In January 2025, after ten years, the American Nurses Association published its updated Code of Ethics for Nurses, setting the ethical standard for the nursing profession. It serves as a guide for ethical practice and decision-making without embracing a specific framework. The Code represents a non-negotiable moral foundation for nursing practice across all settings. Rooted in the long-standing and respected ethical tradition of modern nursing in the United States, the Code is essential to nursing theory and practice. It embodies the values, virtues, ideals, and responsibilities that define, inform and direct our profession. The Code serves as a formal expression of the profession’s moral standards.
Beginning with this post, throughout this year I will be reviewing all ten of the Provisions included in The Code of Ethics for Nurses.

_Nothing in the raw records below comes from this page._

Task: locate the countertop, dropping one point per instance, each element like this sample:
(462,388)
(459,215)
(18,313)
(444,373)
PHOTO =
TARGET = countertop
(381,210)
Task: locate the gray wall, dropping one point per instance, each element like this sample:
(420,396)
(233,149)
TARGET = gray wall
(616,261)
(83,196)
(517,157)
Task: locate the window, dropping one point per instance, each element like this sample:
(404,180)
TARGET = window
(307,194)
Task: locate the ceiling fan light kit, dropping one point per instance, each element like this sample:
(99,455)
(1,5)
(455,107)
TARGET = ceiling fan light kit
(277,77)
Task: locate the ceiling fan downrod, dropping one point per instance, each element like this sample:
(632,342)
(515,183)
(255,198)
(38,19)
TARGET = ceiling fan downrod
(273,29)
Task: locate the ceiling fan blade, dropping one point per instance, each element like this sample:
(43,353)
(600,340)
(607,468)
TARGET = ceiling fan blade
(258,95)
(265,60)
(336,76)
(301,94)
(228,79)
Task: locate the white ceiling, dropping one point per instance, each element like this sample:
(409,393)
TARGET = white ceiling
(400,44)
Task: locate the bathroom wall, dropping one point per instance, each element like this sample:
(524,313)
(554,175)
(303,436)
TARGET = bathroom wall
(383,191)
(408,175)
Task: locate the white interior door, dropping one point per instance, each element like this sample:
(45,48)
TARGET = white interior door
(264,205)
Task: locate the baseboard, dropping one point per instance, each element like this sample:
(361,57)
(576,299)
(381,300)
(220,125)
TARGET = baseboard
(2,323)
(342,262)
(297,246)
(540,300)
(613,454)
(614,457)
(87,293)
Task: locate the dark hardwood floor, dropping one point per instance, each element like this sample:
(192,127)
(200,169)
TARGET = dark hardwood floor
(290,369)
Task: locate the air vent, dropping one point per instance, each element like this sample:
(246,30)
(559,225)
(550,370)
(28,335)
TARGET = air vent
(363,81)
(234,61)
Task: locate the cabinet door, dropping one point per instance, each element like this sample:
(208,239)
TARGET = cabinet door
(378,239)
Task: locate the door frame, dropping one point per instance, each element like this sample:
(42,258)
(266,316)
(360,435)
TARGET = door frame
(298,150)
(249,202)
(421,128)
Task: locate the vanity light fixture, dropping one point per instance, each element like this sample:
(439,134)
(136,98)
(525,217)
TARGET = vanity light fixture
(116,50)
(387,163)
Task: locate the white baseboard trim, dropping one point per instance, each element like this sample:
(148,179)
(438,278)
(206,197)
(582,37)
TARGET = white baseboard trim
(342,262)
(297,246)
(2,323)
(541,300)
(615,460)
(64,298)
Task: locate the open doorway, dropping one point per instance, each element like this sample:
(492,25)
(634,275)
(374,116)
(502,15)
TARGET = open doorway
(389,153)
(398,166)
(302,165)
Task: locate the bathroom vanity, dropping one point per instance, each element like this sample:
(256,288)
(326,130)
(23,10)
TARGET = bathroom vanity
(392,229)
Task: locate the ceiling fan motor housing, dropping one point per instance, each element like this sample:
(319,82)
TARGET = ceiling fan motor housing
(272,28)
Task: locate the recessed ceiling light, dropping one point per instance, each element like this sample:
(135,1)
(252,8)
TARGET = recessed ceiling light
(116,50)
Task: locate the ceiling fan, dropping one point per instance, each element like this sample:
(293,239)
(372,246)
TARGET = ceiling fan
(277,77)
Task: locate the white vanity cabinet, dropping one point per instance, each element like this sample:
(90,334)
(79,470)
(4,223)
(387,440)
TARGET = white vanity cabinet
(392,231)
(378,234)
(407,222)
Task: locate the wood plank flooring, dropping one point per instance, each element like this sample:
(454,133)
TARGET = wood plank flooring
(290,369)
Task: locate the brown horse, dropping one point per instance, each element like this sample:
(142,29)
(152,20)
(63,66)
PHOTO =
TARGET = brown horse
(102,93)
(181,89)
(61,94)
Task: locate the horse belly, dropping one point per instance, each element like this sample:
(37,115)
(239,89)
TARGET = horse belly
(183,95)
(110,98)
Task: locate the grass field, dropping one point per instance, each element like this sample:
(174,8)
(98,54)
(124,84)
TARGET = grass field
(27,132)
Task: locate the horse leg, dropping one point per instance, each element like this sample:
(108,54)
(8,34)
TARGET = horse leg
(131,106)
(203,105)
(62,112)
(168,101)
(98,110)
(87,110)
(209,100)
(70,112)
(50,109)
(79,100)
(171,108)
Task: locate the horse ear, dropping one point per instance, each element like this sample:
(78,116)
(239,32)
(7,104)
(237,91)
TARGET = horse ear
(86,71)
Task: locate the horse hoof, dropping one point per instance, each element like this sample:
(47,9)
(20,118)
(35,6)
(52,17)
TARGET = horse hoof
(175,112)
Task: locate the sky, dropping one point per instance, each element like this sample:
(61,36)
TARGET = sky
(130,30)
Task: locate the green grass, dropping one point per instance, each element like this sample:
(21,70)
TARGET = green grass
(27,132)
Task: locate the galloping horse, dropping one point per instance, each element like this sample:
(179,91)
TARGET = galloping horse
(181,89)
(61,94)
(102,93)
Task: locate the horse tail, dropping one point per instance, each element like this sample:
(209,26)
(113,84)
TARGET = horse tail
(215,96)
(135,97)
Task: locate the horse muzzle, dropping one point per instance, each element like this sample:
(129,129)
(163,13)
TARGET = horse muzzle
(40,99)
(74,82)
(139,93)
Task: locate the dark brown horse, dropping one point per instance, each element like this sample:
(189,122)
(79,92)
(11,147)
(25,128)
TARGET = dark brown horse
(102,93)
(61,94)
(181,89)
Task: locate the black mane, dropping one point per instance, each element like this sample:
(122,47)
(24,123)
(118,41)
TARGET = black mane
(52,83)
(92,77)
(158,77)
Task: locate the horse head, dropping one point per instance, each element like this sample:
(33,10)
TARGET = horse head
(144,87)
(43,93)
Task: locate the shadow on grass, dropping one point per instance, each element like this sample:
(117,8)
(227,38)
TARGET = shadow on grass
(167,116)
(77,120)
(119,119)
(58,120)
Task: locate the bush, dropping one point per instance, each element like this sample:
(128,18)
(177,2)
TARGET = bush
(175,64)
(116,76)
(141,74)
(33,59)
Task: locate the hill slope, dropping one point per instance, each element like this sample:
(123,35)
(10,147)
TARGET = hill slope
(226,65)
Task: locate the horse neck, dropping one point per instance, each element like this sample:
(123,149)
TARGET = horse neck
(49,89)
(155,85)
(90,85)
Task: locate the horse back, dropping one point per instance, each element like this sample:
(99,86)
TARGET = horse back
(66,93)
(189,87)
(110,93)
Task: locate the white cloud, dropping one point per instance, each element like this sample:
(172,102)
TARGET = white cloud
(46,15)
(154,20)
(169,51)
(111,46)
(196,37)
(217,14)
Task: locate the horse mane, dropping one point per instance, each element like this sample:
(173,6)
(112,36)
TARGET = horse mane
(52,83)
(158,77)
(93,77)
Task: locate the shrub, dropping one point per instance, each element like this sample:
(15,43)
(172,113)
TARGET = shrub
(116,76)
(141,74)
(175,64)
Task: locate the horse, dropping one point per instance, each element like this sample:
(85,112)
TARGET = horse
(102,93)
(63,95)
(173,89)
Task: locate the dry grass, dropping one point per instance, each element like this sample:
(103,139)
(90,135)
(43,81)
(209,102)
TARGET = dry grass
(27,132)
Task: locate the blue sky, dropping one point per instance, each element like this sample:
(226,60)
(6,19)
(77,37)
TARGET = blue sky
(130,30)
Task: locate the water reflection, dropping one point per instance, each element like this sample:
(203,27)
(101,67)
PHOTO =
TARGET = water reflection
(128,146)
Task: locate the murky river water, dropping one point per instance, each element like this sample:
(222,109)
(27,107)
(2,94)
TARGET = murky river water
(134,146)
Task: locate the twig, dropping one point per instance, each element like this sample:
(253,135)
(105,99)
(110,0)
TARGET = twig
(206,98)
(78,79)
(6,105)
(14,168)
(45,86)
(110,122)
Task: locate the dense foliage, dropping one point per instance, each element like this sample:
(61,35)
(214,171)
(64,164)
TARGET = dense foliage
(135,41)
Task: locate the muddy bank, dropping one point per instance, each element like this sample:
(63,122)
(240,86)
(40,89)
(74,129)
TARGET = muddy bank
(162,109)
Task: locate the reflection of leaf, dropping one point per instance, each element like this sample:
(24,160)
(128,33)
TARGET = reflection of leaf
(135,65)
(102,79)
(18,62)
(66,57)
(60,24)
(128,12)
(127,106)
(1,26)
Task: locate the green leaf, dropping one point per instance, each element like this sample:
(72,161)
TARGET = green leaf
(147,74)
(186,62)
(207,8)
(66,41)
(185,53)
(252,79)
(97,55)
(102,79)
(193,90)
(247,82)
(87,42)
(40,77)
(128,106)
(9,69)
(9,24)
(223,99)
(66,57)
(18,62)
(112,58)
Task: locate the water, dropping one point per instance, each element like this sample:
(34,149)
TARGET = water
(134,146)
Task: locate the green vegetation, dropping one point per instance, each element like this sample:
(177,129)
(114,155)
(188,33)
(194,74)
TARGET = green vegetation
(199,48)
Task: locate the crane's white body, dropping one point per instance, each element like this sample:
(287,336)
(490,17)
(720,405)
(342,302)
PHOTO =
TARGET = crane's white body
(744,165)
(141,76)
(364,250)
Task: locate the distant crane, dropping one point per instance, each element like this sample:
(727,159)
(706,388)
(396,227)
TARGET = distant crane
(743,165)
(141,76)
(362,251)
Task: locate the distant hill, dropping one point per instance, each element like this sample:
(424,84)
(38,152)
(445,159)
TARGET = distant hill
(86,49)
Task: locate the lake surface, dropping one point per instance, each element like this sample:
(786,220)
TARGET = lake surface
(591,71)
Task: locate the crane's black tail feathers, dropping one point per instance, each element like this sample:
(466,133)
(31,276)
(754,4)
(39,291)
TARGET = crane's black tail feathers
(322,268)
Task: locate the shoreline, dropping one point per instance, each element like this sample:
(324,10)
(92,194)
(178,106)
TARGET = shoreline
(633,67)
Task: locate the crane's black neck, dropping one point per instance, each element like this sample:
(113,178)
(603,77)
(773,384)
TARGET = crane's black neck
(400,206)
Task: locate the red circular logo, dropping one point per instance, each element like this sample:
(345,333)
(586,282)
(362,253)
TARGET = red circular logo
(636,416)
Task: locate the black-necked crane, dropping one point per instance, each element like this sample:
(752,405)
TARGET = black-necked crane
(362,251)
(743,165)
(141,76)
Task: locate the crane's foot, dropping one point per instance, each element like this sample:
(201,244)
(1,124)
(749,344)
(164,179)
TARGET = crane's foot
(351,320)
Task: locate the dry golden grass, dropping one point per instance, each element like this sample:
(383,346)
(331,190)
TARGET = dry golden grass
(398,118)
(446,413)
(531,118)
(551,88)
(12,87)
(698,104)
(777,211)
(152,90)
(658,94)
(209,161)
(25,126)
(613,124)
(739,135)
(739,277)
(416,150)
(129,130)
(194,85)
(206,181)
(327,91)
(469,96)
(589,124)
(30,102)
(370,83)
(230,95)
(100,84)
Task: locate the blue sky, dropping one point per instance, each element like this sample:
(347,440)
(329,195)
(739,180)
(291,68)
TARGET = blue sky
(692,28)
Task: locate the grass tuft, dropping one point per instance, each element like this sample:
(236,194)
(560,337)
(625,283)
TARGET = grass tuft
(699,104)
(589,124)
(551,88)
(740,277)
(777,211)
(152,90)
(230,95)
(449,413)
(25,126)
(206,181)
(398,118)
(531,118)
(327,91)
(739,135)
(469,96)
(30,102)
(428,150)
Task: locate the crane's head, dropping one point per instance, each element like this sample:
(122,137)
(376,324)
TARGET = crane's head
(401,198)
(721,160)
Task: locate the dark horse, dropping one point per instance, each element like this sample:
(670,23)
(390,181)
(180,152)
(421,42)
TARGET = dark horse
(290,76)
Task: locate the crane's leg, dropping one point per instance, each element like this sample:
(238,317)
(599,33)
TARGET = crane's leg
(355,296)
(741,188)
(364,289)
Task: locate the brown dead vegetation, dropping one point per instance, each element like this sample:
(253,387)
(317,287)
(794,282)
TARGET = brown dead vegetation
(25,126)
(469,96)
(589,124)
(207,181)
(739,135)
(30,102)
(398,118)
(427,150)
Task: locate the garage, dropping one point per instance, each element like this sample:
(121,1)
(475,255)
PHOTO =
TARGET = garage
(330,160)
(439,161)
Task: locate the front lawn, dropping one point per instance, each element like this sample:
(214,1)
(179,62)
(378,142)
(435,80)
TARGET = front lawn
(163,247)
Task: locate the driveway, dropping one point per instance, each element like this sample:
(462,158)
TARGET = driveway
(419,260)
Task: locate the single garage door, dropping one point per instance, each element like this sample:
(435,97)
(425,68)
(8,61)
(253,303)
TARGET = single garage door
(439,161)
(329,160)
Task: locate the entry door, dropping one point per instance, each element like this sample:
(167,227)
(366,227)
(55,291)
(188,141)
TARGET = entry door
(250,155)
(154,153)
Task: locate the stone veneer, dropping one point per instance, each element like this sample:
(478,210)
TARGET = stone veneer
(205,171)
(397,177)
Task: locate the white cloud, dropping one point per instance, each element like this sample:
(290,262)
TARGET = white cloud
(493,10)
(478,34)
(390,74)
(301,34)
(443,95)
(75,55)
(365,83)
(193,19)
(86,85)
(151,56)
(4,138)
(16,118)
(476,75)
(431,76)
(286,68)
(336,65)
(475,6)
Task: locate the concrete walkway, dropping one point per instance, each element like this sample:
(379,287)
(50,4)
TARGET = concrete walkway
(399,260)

Here is Provision 1.
Provision 1: The nurse practices with compassion and respect for the inherent dignity, worth, and unique attributes of every person.
A fundamental principle that underlies all nursing practice is respect for the inherent dignity, worth, unique attributes, and human rights of all individuals; therefore, ethical nursing practice requires compassion for all humans as deserving of dignity and respect. Nurses maintain caring relationships and are committed to fair treatment, transparency, integrity-preserving compromise, building trust, and the best resolution of conflicts.
Nurses establish relationships of trust and provide nursing services according to need. Nurses engage in self-reflection to identify and mitigate bias or prejudice that interferes with or harms the nurse-patient relationship. The nurse recognizes that biases can exist both explicitly and unconsciously.
This provision describes the nature of health, and states clearly that health is a universal right, and the need for health overrules all individual differences. Respect is showed to all who require and need nursing care, regardless of the patient’s life choices or circumstances, illness, abilities, socioeconomic status, functional status or nearness to death.
Finally, Provision 1 includes the patient’s right to self-determination. Patients have a right to be given accurate, understandable and complete information about their conditions so that they can make an informed decision about their healthcare. Nurses support their patients’ right to accept, refuse or terminate treatment. Nurses understand that there may be situations when the right to self-determination is limited or outweighed by the rights, health and welfare of others, especially the public’s health, but the limitation of individual rights is always considered a serious departure from the standard of care, justified only when there are no less-restrictive means available to preserve the rights of others and protect the public.